>For a long time, whenever I discussed art history I basically skipped from the earliest known records (like the Venus of Willendorf…woof.) right past the Middle Ages and straight to the Renaissance. The Renaissance harnessed the Classical power of the human form noted in amazing Greek and Roman sculpture with a new-found respect and love of color: vibrant, rich, passionate hues that give life to those lucky enough to be captured by them. From then on, it was always Renaissance, Baroque, Romantics, Impressionists, etc., etc., until the Fauvists and Modernists made me aesthetically unhappy.

Upon further reflection, however, the art of the Middle Ages possesses more than I ever wanted to give it credit for revealing. There is something to be said for the passion and love of showing a rudimentary, yet loving, Christ. The Middle Ages produced art that was flat, fairly monotone in color, and completely lacking of dazzling depth or style. Even the composition was a bit stunted. And yes, it’s 2-D, something James Cameron would surely scoff at and mock. Yes, the colors leave something (or everything) to be desired. But in those simplistic drawings and paintings, there is love. There is the pain of a Savior in anguish, compassion of a Lord who loves the unloveable. I’m not sure Jesus would be comfortable with his powerful radiance in Raphael’s Ascension or even being the center of attention in The Last Supper.

There’s something to be said about a King who preferred peasants over worldly royalty, who picked poverty over wealth, who chose death over what the world sees as power. I think the various artists of the Middle Ages got that message–Christ was someone who preferred to be in the background, loving, serving, and giving. His message wasn’t contained in the show, the color, or the presentation, but in the emotion and devotion behind the scenes. I think He would have been drawn to the flat, colorless, almost cartoonish pieces of art because they came from the heart.

In the same way, we need to get back to the heart of the matter in our service of God. Whether songs like Heart of Worship or the story of the Pharisees in Luke 11:

“Woe to you Pharisees, because you give God a tenth of your mint, rue and all other kinds of garden herbs, but you neglect justice and the love of God. You should have practiced the latter without leaving the former undone.

“Woe to you Pharisees, because you love the most important seats in the synagogues and greetings in the marketplaces.

Jesus is calling the Pharisees out because they care more about the show than the action; more about appearances than the heart. We have that problem today, the same problem I suffer in Art History: we care more about the outside than the inside, more about the pretty colors than the meaning. Jesus rages against that machine more than once, but its a message we let slip through our fingers all the time.

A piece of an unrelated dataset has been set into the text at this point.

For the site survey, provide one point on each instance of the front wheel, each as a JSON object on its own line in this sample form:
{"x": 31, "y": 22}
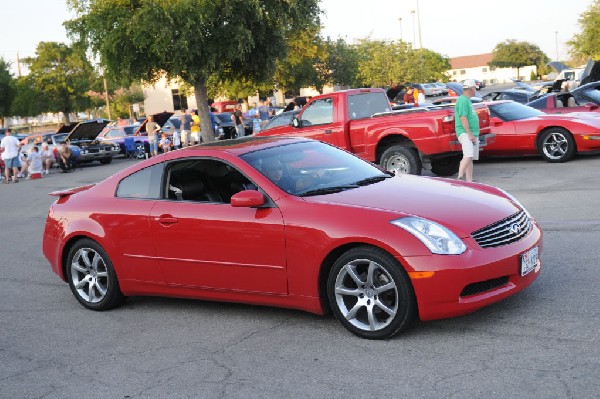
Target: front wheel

So here’s to a flat, bland, disproportionate Savior, willing to do the dirty work and die so that I might live a deep, colorful, full life in His service. Amen!

“I hate, I despise your religious feasts;
I cannot stand your assemblies.

Even though you bring me burnt offerings and grain offerings,
I will not accept them.
Though you bring choice fellowship offerings,
I will have no regard for them.

Away with the noise of your songs!
I will not listen to the music of your harps.